Mustafa Akıncı'nın bu gerçekleri hasıraltı edip Türkiye'yi hafife alması, hatta KKTC'nin Türkiye'ye bağlanma ihtimalini korkunç olarak nitelendirmesinin, "uyuyan bir komünistin ayaklanarak EOKA diline tutunmasından" başka manaya gelmeyeceğine vurgu yapan Devlet Bahçeli, "Ana vatan-yavru vatan ayrımına karşı çıkan, Türkiye’ye ekonomik bağımlılığı azaltmak için Güney Kıbrıs Rum Kesimi'nin desteğine ihtiyaç duyduğunu küstahça seslendiren ve gizli niyetlerini itiraf eden Akıncı ENOSİS'in yörüngesine çoktan girmiştir." ifadesini kullandı.

Bahçeli, şu değerlendirmelerde bulundu:

"Kıbrıs Türklüğünü Rum planlarına zincirleyip tutsak etmek maksadıyla elinden geleni ardına koymayan Mustafa Akıncı Türkiye’ye ve Türk milletine şükran duyması gerekirken sırtını dönmüş, yüzünü de zalimlere çevirmiştir.

Bu ayıp ve ahlaksızlığın hiçbir vicdanda, hiçbir siyasi anlayışta yeri olamayacaktır.
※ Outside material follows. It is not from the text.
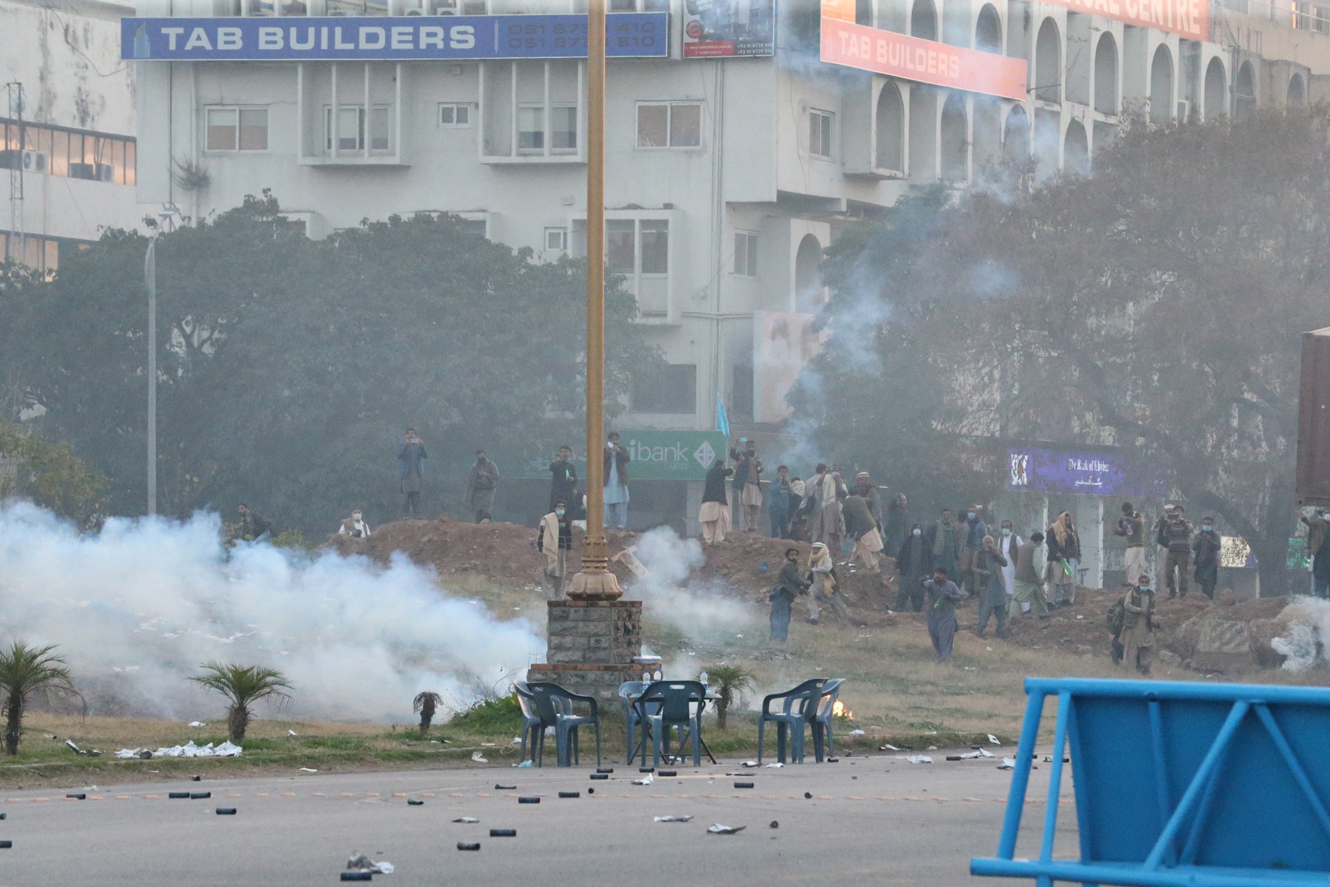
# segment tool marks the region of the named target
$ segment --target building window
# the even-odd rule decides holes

Mustafa Akıncı'nın işgal ettiği koltuğa layık olmadığı açıktır.
Bu nedenle Cumhurbaşkanlığından derhal istifa ederek emaneti Kıbrıs Türklüğünün iradesine tevdi etmesi kaçınılmaz ve hayati bir sorumluluktur.
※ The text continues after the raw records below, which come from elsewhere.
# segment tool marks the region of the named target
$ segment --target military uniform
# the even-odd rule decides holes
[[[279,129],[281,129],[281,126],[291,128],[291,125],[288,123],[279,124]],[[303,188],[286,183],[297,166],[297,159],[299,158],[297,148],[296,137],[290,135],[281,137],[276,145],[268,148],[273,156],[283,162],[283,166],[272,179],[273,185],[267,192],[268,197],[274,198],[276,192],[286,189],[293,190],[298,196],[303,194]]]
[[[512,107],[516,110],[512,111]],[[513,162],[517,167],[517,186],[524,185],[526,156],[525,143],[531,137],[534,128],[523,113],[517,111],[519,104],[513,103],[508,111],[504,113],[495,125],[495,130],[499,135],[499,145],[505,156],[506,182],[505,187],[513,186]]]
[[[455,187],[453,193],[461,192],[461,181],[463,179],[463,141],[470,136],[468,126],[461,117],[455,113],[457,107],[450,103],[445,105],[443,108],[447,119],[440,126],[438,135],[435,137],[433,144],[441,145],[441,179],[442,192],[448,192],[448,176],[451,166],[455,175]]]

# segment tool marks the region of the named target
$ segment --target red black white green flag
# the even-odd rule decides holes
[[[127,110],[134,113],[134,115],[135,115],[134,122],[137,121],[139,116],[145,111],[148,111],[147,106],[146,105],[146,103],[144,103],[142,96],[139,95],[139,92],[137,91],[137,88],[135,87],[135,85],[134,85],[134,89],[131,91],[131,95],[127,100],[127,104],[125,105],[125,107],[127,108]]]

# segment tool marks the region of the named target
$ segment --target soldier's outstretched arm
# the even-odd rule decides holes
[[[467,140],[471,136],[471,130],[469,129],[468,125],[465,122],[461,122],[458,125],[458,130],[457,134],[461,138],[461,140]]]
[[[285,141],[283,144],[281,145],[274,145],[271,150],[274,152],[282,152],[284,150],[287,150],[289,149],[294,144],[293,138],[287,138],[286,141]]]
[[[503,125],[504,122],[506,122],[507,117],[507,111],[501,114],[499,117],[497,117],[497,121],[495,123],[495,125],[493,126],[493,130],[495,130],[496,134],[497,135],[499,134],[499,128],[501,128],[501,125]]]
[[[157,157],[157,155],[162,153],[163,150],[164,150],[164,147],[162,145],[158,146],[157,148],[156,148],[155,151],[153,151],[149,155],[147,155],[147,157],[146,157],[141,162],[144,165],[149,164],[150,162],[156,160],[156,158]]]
Akıncı ve yandaşları unutmamalıdır ki Kıbrıs Türk'tür, Türk kalacaktır.
Beşparmak Dağları'na dökülen şehit kanları hiçbir şart altında silinmeyecek, kutlu ceddimizin emanetleri çiğnetilmeyecektir.

Mustafa Akıncı'nın rahatsızlığı geçmeyecekse, Türklüğe kuşkulu bakışı bitmeyecekse bundan sonraki hayatına Güney Kıbrıs Kesimi'nde devam etmesi daha makul ve mantıklı bir tercih olarak önünde durmaktadır.
Kıbrıs Türklüğünün egemenlik haklarıyla oynayan karşısında Türk milletinin tamamını bulacaktır.
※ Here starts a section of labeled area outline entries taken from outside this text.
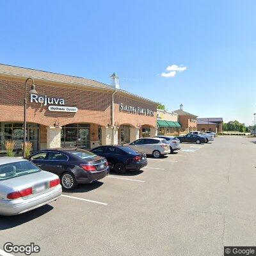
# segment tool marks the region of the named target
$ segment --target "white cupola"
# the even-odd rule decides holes
[[[110,77],[110,79],[111,80],[111,83],[110,85],[112,87],[115,88],[116,89],[120,89],[119,86],[119,79],[118,77],[115,74],[114,72],[113,75]]]

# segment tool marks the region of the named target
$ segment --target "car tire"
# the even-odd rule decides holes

Mustafa Akıncı'nın onurlu ve şerefli hareket ederek görevinden affını istemesi yegane beklentimiz ve temennimizdir.

Kıbrıs Türklüğünün hak ve çıkarları, varlık ve bağımsızlık değerleri uğruna hayatları boyunca mücadele eden, şehit olan başta Cumhurbaşkanımız Sayın Rauf Denktaş olmak üzere, bütün şehitlerimize ve ebediyete irtihal edenlere Allah’tan rahmet diliyorum."